Sales and marketing are undeniably intertwined. To successfully find, nurture, close, and retain leads the two departments have to work together. And to that end, it’s often assumed that the two departments can use the same software solutions to do their work. After all, the same audience members touched by marketing automation software will also be touched by customer relationship management software (CRM)—sometimes even simultaneously.
However, the two software solutions perform different functions, and depending on the size and strategies of an organization, each could be essential to growing a customer base. While both streamline, automate, and advance the efforts of their users, the main challenge they exist to solve differs.
Marketing is all about attracting leads to bring them into the funnel. It’s casting a wide net and reeling in the people who most need your product or service.
Customer relationship management is about the development of those leads once they’re in the funnel. It’s a deep dive into a leads’ goals and challenges so that a sales rep can use that information to move leads towards the close.
Let’s keep these key differences in mind as we examine the features of both CRM and marketing automation.
Marketing Automation Software Features
Marketing technology spend today has now surpassed advertising spend, which used to be the center of most marketing strategies. Marketers are making the switch to automation and other marketing software tools because while advertising was once like throwing spaghetti against a wall to see what would stick, software is data-driven for results. Here are some of the features you can expect to see in marketing automation software:
Email Marketing: The ability to automate email campaigns such as newsletters, promotions, and drip campaigns comes with many marketing automation tools.
Lead Nurturing: Marketing automation spans channels to reach and nurture prospects based on customer behavior data, demographics, and more.
Landing Pages: Some marketing automation products include tools that make it easy for people without developer or design skills to build landing pages.
Social Marketing: There is no denying the immense role social media plays in consumers’ lives. Thus, many marketing automation platforms include a built-in social media option, or one that easily integrates with an outside social media marketing tool.
Segmentation: Segmentation tools place customers in groups based upon their activity in the past in order to target them with campaigns that should more specifically appeal to them.
A/B Testing: Marketing automation allows you to test variations of campaigns to see which ones are most effective and plan going forward.
Multi-channel Marketing: Customers aren’t just online in one place, they’re online everywhere. Marketing automation makes it easy to create cohesive campaigns that span channels like video, social, and email.
Analytics: Reporting tools help you understand how customers are interacting with campaigns and analyze how effective they’ve been.
CRM Software Features
Before software solutions existed, sales teams relied on a Rolodex with little more than contact information and a few notes to keep track of their leads. Today, CRM software provides sales teams with the capability to store detailed information about where each customer is within the sales process, report and forecast, and automate processes and reminders.
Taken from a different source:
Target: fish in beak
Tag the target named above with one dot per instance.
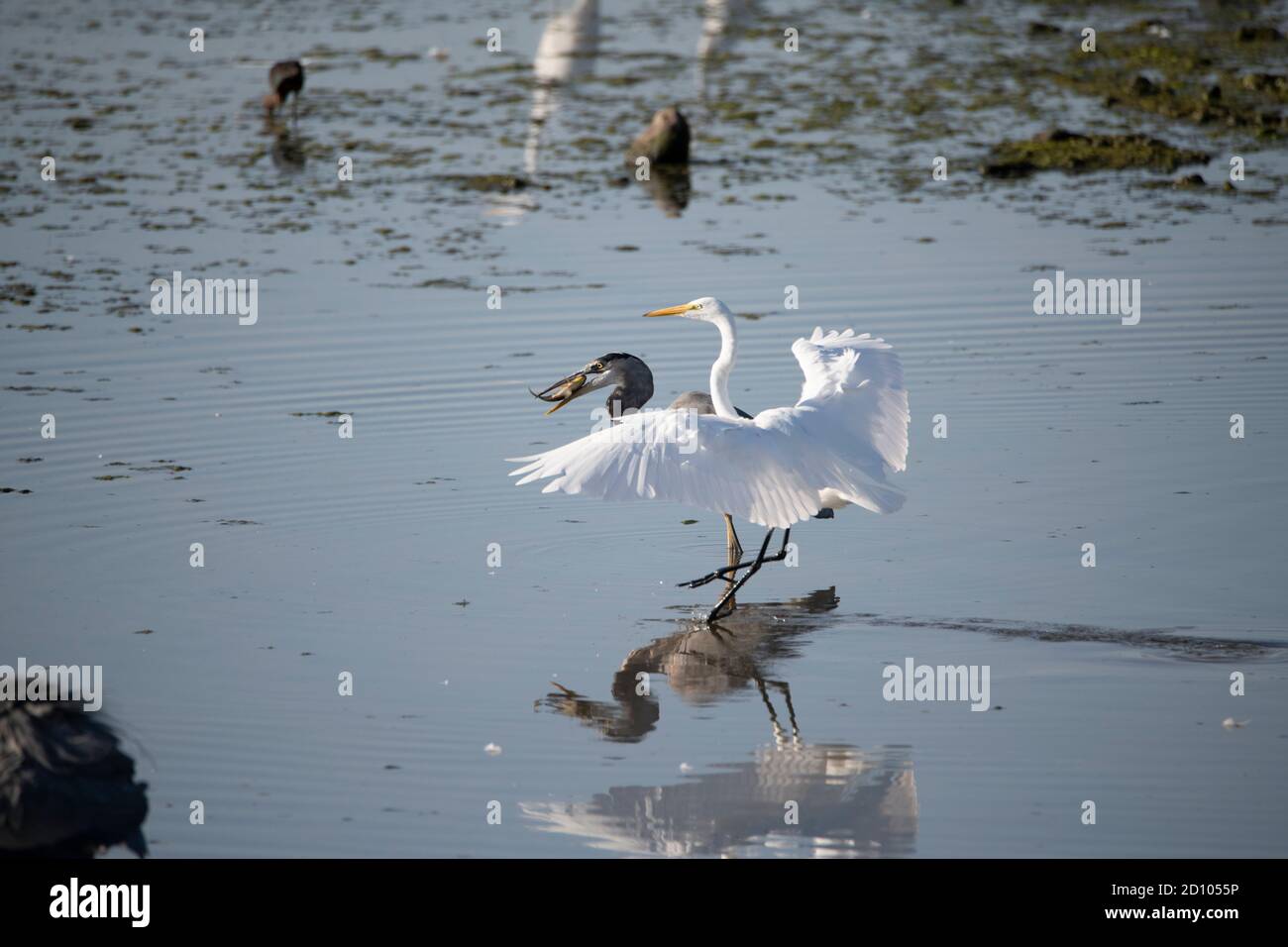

Most CRMs include the following features.
Reporting: Strategies can’t be properly created without the facts to support one direction over the other. Reporting provides you with the data you need to understand your sales cycle and make sales forecasts.
Email Integration: Email is a powerful way to communicate with your customers. CRMs allow you to send email directly from the tool so you can track open rates, click rates, frequency, responses, and so on.
Contact and Lead Management: Being able to track and manage your sales process is more direct and personalized when you can do it on a per customer basis, rather than taking a more blanketed approach. CRMs narrow your contact and lead management for you.
Task Management: CRMs with a task management tool allow reps to assign, schedule, and complete tasks related to the sales process all in one place. They also provide visibility to team members as to what stage a client is in, or what tasks are still needing attention.
Territory Management: Organize leads lists by geographic location and assign to the representative accountable for that area.
Sales Forecasting: Forecasting helps give you a benchmark to determine whether or not your efforts are driving results.
One thing to note about marketing automation and CRM is that the two software tools can often be integrated. Business leaders who decide that both tools could be beneficial in helping their teams meet their goals can look for solutions that work together. That way, just as a lead passes from marketing to sales, so too can it pass from an automation tool to a CRM.
These views are made solely by the author.